The Methods We Used:
This project utilized peer-researchers and a participatory action-research process. An extensive preliminary literature survey and document analysis (policy, founding documents of service agencies, service provision guidelines, etc.) was followed by peer-facilitated focus groups, interviews, ethnographic observation, and video-documentary methods. In addition, a weekly late-night delivery of hot food and snacks to youth on or working the streets provided valuable opportunities both to support as well as to hear from those within the target population, likely to be at greatest risk of violence, homelessness, illness and addictions. Being the group least likely to seek mainstream supports and services, they are, therefore, youth whose voices and perspectives are least likely to be heard.
“I have no faith in healthcare” (Eliza)
  “Terribly sexually abused by my grandfather and uncle…But I didn’t identify it as sexual abuse, cuz I was gay…”(Adam)

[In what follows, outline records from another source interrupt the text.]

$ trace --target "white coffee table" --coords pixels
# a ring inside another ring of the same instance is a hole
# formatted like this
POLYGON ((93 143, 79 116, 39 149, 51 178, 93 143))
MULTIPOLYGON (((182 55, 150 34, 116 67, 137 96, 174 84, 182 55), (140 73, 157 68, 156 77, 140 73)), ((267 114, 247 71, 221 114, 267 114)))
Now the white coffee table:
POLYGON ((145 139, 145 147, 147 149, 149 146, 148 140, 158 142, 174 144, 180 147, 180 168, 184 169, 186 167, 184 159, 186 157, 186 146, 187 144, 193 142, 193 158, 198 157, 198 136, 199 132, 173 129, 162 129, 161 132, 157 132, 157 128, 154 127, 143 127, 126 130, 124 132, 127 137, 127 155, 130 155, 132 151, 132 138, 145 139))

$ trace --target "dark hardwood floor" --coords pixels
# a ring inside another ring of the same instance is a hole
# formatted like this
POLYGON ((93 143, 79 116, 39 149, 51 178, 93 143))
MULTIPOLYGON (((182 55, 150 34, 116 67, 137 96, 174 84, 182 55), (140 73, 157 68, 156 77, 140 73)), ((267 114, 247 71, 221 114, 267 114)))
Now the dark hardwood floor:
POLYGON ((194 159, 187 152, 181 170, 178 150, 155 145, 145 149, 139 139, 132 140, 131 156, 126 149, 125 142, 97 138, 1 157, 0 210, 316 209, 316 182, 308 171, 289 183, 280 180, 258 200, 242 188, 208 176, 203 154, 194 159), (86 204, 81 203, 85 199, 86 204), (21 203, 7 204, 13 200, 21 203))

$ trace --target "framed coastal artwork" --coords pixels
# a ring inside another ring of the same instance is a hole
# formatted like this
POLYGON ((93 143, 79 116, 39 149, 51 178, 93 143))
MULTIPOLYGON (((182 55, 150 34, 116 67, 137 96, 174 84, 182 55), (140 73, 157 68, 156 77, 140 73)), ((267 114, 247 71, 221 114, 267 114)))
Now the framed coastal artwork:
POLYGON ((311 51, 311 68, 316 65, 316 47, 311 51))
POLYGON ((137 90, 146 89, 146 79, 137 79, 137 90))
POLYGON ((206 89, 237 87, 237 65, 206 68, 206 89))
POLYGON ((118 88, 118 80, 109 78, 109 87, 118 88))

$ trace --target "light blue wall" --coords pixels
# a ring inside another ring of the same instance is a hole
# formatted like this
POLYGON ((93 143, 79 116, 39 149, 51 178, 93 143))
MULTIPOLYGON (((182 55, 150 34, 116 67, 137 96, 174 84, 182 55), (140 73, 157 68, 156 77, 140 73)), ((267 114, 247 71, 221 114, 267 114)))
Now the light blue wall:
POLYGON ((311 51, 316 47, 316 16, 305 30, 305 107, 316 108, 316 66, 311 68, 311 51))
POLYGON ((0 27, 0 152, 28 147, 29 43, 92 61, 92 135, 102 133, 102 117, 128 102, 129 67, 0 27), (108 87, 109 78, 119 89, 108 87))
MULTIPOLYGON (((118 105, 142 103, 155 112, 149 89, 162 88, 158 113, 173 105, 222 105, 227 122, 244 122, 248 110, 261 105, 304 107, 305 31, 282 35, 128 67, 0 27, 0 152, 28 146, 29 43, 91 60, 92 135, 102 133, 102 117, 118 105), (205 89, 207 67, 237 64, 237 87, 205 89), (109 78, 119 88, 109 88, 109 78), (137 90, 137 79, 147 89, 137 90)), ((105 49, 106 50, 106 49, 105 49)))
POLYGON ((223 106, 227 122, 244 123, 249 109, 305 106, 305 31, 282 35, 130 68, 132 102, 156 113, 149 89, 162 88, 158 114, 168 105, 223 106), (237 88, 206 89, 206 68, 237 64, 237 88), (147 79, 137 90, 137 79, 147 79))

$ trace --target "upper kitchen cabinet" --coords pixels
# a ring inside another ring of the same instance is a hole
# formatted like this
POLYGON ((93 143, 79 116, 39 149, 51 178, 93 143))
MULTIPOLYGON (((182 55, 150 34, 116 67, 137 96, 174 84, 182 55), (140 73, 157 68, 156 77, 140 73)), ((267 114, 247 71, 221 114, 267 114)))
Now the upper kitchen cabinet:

From April to August 2002, a range of ways of looking at and for information was employed with the intention of capturing as wide a data set as possible, and to try to determine which research approaches were most productive. Methods included all of the following: individual and group interviews, observations, photographs, survey data, documentary analysis, reviews of research literature, focus groups, art-based activities, video and audio recordings. The questions we used to guide fieldwork were revisited and redefined several times in the early stages of the fieldwork, and Appendix 5 gives the initial question set, while Appendix 6 provides the eventual questions in final survey form. 
 
 An Important Note on Ethics and research involving minors
Because the age at which many youth become (homo)sexually active is below the legal age of consent, service providers who do cater to this age group are precluded, whether de jure or de facto, from formally acknowledging alternative sexual identifications/practices, and so may often fail to recognize or, therefore to meet the distinctive social, cultural, psychological and health/housing related needs of this group. This can often mean that child welfare delivery system deficits, and subsequently housing policies and priorities, have never adequately served LGBT children and their families. In other words, a significant gap exists between services provided to “youth at risk,” in general, and access to services for the particular youth at risk who are the subjects of this study. However, any attempt to conduct research involving under-age, sexually active youth meets with the same obstacles. Under-age subject—children in the eyes of the law—need their parents’ consent to participate in research. But youth who have no parental care, those who have left or who have been forced to leave their parents’ home, cannot very well be expected to obtain a parent’s signature on a consent form.
These constraints make it difficult for researchers to provide the levels and kinds of information about homelessness within this specific population that are required to remediate serious deficiencies and omissions in social policy and service provision.
“Abandonment is the worst thing a person can ever feel, being left alone and having to deal with a problem on their own.” (Tony)
Formal research ethics aside, there are numerous substantive ethical questions which arise in research involving subjects under the age of consent, and, indeed, any vulnerable and disadvantaged persons or groups.
“The issue is not that I am getting uninteresting information from my interviews and focus groups. Of course when you interview people who are street involved, you are bound to get tragic, dramatic stories of what happens to people in crises. The focus group was in fact quite interesting and from a personal standpoint, I learned a lot. The issue for me is that if we are going to get information from people in crises, I feel that there has to be some real immediate benefit to them besides a $10.00 honorarium. I think for me (and I’m still exploring this) it is an issue of ethics.” (Justin, Fieldnote)
And although the research team continuously tried to raise these issues, to deal responsibly and ethically and in a sufficiently informed way with participants, it is important to draw attention to the apparent lack of concern among participants themselves about issues of confidentiality and anonymity, about risks, about privacy, or about “telling their story” in general.
Researchers commented with some concern about the extent to which interviewees made themselves vulnerable by sharing often surprisingly personal and traumatic narrations which, however, were accompanied by little if any distress in the telling, and an almost embarrassing willingness to lay their lives bare to researchers. This is noteworthy given the documented tendency of abused children to be insufficiently guarded about their own welfare and insufficiently protective of themselves.
“I was sad thinking about why these young men were so willing to tell their stories for so little in return” (Jax, fieldnote)
Other informants appeared to want to get through the requisite probing and prodding as soon as possible, and it was often clear that the monetary payment given to interviewees for their time was the sole motivation behind the interview. In these cases, interviewees would generally choose to cut the session short. Whether for money, or for a brief connection with a person willing to listen, or because they have spent more time than most of us in reciting accounts of themselves and their lives, it appeared that many of these youth had become accustomed to telling their story, and there sometimes seemed to be a fairly rehearsed ‘script’ to many of the interviews. This is nothing new in this kind of research, but the fact that what we so often get from direct interview questioning is fairly formulaic and scripted, mediates the ways we make use of interview “data” here.